Seit rund zehn Jahren werden regelmäßig unbemannte Flugkörper, sogenannte Drohnen, zur Tötung von Menschen benutzt, hauptsächlich von den USA. Am vorigen Freitag wurde das Thema zum ersten Mal von der Vollversammlung der Vereinten Nationen diskutiert. Übertönt von dem geräuschvollen Theater um Kanzlerin Angela Merkels abgehörtes Handy blieb die menschenrechtlich sehr viel wichtigere Debatte um die ferngesteuerten Mordmaschinen in den deutschen Medien fast unbeachtet.

Zwei Zwischenberichte lagen der Vollversammlung vor: Der eine vom Briten Ben Emmerson, dem Sonderberichterstatter der Vereinten Nationen für die Förderung und den Schutz der Menschenrechte und Grundfreiheiten im Schatten der „Terrorismusbekämpfung“. Der andere vom Südafrikaner Christof Heyns, dem Berichterstatter zu außergerichtlichen, summarischen und willkürlichen Tötungen. Beide Berichte bezogen auch Tötungen durch Luftangriffe mit Flugzeugen, Hubschraubern und Raketen mit ein und waren nicht ausschließlich auf die USA beschränkt.

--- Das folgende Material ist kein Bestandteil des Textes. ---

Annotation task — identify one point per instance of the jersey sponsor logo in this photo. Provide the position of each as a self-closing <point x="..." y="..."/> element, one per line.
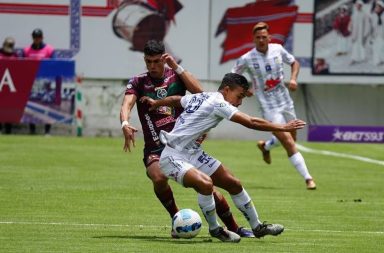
<point x="165" y="110"/>
<point x="164" y="121"/>
<point x="271" y="83"/>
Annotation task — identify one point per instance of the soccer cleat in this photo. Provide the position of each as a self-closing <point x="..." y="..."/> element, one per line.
<point x="225" y="235"/>
<point x="245" y="233"/>
<point x="266" y="153"/>
<point x="267" y="229"/>
<point x="174" y="235"/>
<point x="311" y="185"/>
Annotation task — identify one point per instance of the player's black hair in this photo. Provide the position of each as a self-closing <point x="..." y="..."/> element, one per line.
<point x="232" y="80"/>
<point x="154" y="47"/>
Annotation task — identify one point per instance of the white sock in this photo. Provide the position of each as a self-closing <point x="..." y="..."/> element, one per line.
<point x="272" y="143"/>
<point x="207" y="206"/>
<point x="245" y="205"/>
<point x="298" y="162"/>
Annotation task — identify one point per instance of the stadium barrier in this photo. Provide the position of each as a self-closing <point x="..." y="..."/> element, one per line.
<point x="37" y="91"/>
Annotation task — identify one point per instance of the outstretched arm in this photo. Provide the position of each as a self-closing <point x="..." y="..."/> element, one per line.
<point x="295" y="68"/>
<point x="191" y="83"/>
<point x="125" y="114"/>
<point x="173" y="101"/>
<point x="263" y="125"/>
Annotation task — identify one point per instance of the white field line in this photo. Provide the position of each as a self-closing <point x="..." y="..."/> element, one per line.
<point x="167" y="227"/>
<point x="331" y="153"/>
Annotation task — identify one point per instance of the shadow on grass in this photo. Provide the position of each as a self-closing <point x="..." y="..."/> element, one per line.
<point x="166" y="239"/>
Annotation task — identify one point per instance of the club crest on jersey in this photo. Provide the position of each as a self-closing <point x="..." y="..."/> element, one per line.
<point x="161" y="93"/>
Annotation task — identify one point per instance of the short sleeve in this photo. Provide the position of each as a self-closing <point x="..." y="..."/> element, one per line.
<point x="240" y="66"/>
<point x="131" y="87"/>
<point x="287" y="57"/>
<point x="185" y="100"/>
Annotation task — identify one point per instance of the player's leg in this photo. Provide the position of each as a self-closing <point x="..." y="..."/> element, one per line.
<point x="273" y="142"/>
<point x="161" y="187"/>
<point x="295" y="157"/>
<point x="184" y="173"/>
<point x="224" y="212"/>
<point x="223" y="178"/>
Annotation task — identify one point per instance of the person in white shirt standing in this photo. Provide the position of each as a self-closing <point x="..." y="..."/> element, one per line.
<point x="184" y="161"/>
<point x="264" y="64"/>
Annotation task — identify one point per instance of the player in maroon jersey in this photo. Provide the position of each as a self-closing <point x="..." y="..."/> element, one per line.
<point x="159" y="82"/>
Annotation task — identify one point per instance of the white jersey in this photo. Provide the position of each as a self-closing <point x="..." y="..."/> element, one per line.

Gegenwärtig sind es jedoch nur drei Länder, die bewaffnete Drohnen für Tötungsoperationen einsetzen: neben den Vereinigten Staaten, in sehr viel geringerem Umfang, auch Großbritannien und Israel. Während sich die ersten beiden grundsätzlich bereit erklärt haben, mit den UN-Berichterstattern zu kooperieren, lehnt nur Israel ausdrücklich jede Zusammenarbeit ab.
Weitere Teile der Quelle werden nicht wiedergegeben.